What an enhanced check shows remains unchanged. Enhanced certificates can include relevant police information, subject to the statutory necessity and relevance test applied by chief officers. Where the role is eligible, the certificate can also include a check of one or both barred lists. Recruiters must be legally entitled to ask an “exempted question” before requesting a higher‑level check; knowingly seeking a check above the lawful level is prohibited. The new instrument widens lawful entitlement for the two specified categories; it does not alter filtering rules or the definition of regulated activity.
Scope and geography are clear.
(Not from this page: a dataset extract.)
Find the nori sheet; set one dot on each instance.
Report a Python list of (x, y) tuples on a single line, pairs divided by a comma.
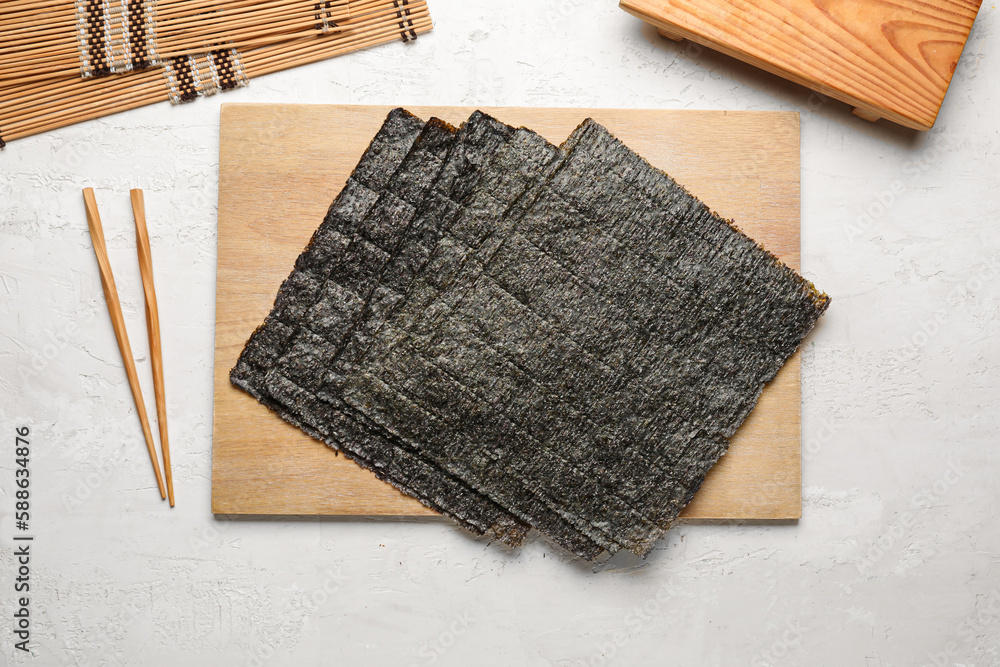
[(334, 285), (562, 336), (560, 370)]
The regulations extend to England and Wales. Pedicab licensing is specific to Greater London and administered by Transport for London under the 2024 Act; other areas are unaffected. The licensing power, including conditions and fees, is set out in primary legislation and will be implemented through TfL regulations following consultation.
For licensing and HR teams, the immediate task is procedural. TfL and any delegated partners should align application forms and decision pathways with enhanced DBS eligibility for pedicab licences. DWP and contractors should review recruitment packs, privacy notices and countersignatory arrangements so that enhanced and, where applicable, barred‑list checks are requested only for roles that now qualify in law. This keeps processes compliant with DBS eligibility rules and the Rehabilitation of Offenders Act exceptions order.
The timeline supports a short implementation window. With commencement on 21 January 2026, organisations have under two months to update role justifications, configure e‑bulk submissions where used, brief countersignatories and incorporate the new legal bases into internal guidance. Early alignment reduces the risk of unlawful requests or delays once applications begin.
The instrument is signed by the Parliamentary Under‑Secretary of State at the Home Office. That ministerial portfolio includes oversight of the Disclosure and Barring Service, which is responsible for issuing criminal record certificates and managing the barred lists, placing this change squarely within the Home Office’s safeguarding responsibilities.